Father's Who's Gonna Get Fucked First

Father, Who’s Gonna Get F—ked First? (Awful)
Sometimes the most obvious joke is also the funniest. That’s the M.O. of Father, the most visible figure in Atlanta’s talented Awful Records clique. It’s there when he raps, “15 deep go ‘head bitch nigga run up / That’s 30 hands if you tryna know the sum of” on “On Me,” or when he reworks J-Kwon’s “Tipsy” into his own “Everybody in the Club Gettin’ Shot,” which is about, well, everybody in the club getting shot. Father’s a student of Lil B as much as he is Dem Franchize Boyz, and when he’s not trying to single-handedly revive snap here, he’s making the sex-rap equivalent to Make Love Not Porn.

https://youtube.com/watch?v=qaTgYXvhxOk

Jazz Cartier's Marauding in Paradise

Jazz Cartier, Marauding in Paradise (Self-Released)
Toronto isn’t just the city above America where Drake throws his dad-bod around looking for strippers he can say embarrassing things to. As Jazz Cartier renders it, Toronto is the promised land where you don’t have to bridge the gap between the streets and the art gallery — it’s nonexistent. Jazz’s high-low reference points ooze of artsy journeymen like Travis Scott, Theophilus London, and A$AP Rocky, but unlike those jokers, Cartier displays an understanding of the material he draws from that extends beyond artifice.

https://youtube.com/watch?v=R2zV7LbeL38

Chief Keef and DP Beats' Almighty DP

Chief Keef and DP Beats, Almighty DP (Self-Released)
Chief Keef took the left-hand path following Finally Rich: lathering his vocals in Auto-Tune, producing his own abstract beats, and generally making music that was the sonic equivalent of this selfie he took with his dog. Much like Lou Reed or Lil B, Keef’s one of those guys you have to accept whole hog even as his advanced ideas whip past anything our puny brains might be able to process. On Almighty DP, he and North Carolina producer DP Beats (who assembled this tape) give Keef’s ideas the room they need to spread their knotted wings.

https://youtube.com/watch?v=e1pHkNBmWvM

YFN Lucci's Wish Me Well

YFN Lucci, Wish Me Well (TIG)
Imagine that Young Dro and Skooly from Rich Kidz had a baby, and somehow that baby immediately became a full-grown man with depth, gravitas, and a sort of totally amazing singing voice. Then imagine that baby made a mixtape, and that mixtape was dope as fk. That baby would be YFN Lucci, and that dope-as-fk mixtape would be this one.
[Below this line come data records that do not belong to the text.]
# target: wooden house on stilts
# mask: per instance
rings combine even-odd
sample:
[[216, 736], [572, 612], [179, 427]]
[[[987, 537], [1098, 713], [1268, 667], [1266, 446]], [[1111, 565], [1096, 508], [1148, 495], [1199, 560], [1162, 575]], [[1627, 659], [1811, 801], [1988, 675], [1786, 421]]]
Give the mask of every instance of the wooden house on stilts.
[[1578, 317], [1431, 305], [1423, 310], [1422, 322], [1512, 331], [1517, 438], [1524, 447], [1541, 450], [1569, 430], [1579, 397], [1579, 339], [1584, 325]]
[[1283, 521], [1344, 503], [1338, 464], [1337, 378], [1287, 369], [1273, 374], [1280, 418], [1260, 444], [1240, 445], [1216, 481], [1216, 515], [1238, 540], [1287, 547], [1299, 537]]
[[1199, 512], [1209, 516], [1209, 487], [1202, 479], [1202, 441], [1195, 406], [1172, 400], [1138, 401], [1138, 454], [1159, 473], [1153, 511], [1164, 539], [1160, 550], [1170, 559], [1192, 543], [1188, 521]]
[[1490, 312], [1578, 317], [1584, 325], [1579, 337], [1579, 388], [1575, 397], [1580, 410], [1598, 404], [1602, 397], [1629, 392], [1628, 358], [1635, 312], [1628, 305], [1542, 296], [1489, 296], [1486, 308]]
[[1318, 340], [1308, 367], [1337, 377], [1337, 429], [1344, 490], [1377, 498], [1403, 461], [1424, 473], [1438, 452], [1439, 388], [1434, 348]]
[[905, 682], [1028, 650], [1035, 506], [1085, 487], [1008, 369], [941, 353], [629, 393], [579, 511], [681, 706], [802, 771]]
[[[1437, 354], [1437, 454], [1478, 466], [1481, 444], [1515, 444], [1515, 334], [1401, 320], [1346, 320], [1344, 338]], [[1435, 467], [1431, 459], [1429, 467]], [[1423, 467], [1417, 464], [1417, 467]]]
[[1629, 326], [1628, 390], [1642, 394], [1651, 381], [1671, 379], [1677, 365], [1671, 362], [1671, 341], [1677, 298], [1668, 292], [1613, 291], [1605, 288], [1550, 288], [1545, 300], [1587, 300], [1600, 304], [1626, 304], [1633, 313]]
https://youtube.com/watch?v=wZPCbDVW9wo

Bankroll Fresh's Life of a Hot Boy 2

Bankroll Fresh, Life of a Hot Boy 2 (Self-Released)
Atlanta’s Bankroll Fresh scored regional pay dirt with the Cash Money-referencing “Hot Boy” on last year’s Life of a Hot Boy, so for the sequel, he says “f—k it” and doubles down on the same trick. This time he and Zaytoven take on peak Master P and No Limit with “Bout It,” and the results are nearly as fantastic. Bankroll Fresh is one of the most fun rappers in his city right now; his arsenal of goofy voices and off-kilter boasts (who else is bragging that girls are chewing on their dick?) are counterbalanced by one of the most punishing sets of beats this side of a black hole.

https://youtube.com/watch?v=7uqxzKlq1Aw

Rich Homie Quan's If You Ever Think I Will Stop Goin’ in Ask Royal Rich

Rich Homie Quan, If You Ever Think I Will Stop Goin’ in Ask Royal Rich (Self-Released)
Undoubtedly, Rich Homie Quan’s late-April surprise mixtape was overshadowed by his (ex?) Rich Gang partner Young Thug’s Barter 6. But don’t write him off; like a shark, if Quan stops going in, he dies. He’s got melodies for days, and as he develops as a writer, his eye for detail becomes odder and more finely honed. Young Thug might be the mind-expanding Lennon of Rich Gang, but RHQ’s hooky McCartney is what holds the whole kit and kaboodle together.